A Ponzi Scheme Where One Investor Directly Paid Another
In the typical Ponzi scheme unscrupulous individuals induce investors to part with their cash based on a series of misrepresentations about the proposed investment. The investor money is then in part misappropriated and in part used to repay other investors in an effort to perpetuate the scheme. In the Commission’s latest Ponzi scheme case however, the alleged fraudster induced investors to repay other investors directly. SEC v. McCollum, Civil Action No. 7:16-cv-00282 (W.D. Tex. Filed July 27, 2016).

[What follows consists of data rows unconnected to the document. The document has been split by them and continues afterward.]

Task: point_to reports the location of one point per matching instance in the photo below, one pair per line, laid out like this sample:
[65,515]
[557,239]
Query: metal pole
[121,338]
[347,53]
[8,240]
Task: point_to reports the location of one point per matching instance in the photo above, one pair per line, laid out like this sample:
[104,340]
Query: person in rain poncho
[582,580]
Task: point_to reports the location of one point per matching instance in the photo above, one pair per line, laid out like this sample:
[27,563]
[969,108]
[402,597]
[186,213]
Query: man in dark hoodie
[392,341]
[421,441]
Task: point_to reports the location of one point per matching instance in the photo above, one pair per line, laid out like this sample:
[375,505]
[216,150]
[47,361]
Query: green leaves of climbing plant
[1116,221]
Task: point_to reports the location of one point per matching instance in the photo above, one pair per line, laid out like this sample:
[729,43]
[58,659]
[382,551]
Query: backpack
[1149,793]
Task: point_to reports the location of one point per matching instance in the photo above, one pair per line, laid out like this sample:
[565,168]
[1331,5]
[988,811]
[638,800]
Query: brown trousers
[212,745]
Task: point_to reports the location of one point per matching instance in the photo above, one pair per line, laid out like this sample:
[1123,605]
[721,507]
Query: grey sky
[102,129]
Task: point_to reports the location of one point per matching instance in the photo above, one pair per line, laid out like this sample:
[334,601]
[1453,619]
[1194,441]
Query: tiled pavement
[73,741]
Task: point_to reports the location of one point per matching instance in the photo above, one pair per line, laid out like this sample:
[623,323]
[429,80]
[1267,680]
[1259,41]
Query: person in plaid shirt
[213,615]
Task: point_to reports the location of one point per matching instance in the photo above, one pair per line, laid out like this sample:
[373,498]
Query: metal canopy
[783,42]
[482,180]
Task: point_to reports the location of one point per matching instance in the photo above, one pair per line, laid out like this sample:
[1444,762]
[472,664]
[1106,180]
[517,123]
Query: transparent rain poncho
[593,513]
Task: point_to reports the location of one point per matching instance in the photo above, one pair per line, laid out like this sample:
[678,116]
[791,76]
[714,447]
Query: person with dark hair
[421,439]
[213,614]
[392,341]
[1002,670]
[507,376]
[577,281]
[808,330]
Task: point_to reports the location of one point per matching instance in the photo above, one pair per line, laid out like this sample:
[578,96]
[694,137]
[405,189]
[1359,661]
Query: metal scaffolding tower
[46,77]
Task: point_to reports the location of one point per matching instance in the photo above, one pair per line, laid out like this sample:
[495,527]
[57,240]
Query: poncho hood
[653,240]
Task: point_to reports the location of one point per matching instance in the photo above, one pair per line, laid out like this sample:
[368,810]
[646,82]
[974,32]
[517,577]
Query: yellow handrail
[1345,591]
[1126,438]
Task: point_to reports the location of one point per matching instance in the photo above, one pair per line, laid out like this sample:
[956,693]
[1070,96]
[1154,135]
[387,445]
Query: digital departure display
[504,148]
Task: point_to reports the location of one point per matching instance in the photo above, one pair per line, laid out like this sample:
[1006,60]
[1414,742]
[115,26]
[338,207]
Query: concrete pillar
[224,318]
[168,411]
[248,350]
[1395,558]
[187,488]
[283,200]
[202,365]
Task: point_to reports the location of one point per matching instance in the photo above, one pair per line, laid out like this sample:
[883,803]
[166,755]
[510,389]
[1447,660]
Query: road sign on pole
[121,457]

Defendant Jeffery McCollum formed JNL Oilfield Instruments, LLC to provide services to oilfield companies in West Texas. The business struggled, leaving him short of cash. Changing his business model, Mr. McCollum focused on purchasing used oilfield services equipment. The idea was to make a quick resale for a profit. He lacked the capital to implement the business.
Mr. McCollum began soliciting investors to raise the necessary capital. He was more successful at soliciting investors than selling services. From 2009 through mid 2015 he raised over $12 million from about 30 investors. Investors were told that he had specialized knowledge of, and contacts in, the thriving used equipment market in which he was starting a business. He would then identify a specific piece of equipment for sale, telling the investor that if he or she furnished the necessary funds a guaranteed high rate of return could be made – about 13%. The claim was false.
In fact the parts were typically not purchased. Rather, Mr. McCollum just took much of the money. In some instances he directed the investors to make their investment checks payable to a party who supposedly was selling the part. In fact the payee was an earlier investor. Other investors were furnished with false documents about their supposed investment. The complaint alleges violations of Securities Act Section 17(a) and Exchange Act Section 10(b).
The defendants resolved the action, consenting to the entry of permanent injunctions based on the Sections cited in the complaint. They also agreed to pay disgorgement and prejudgment interest in amounts to be determined later and a penalty of $160,000. See Lit Rel. No. 23603 (July 27, 2016).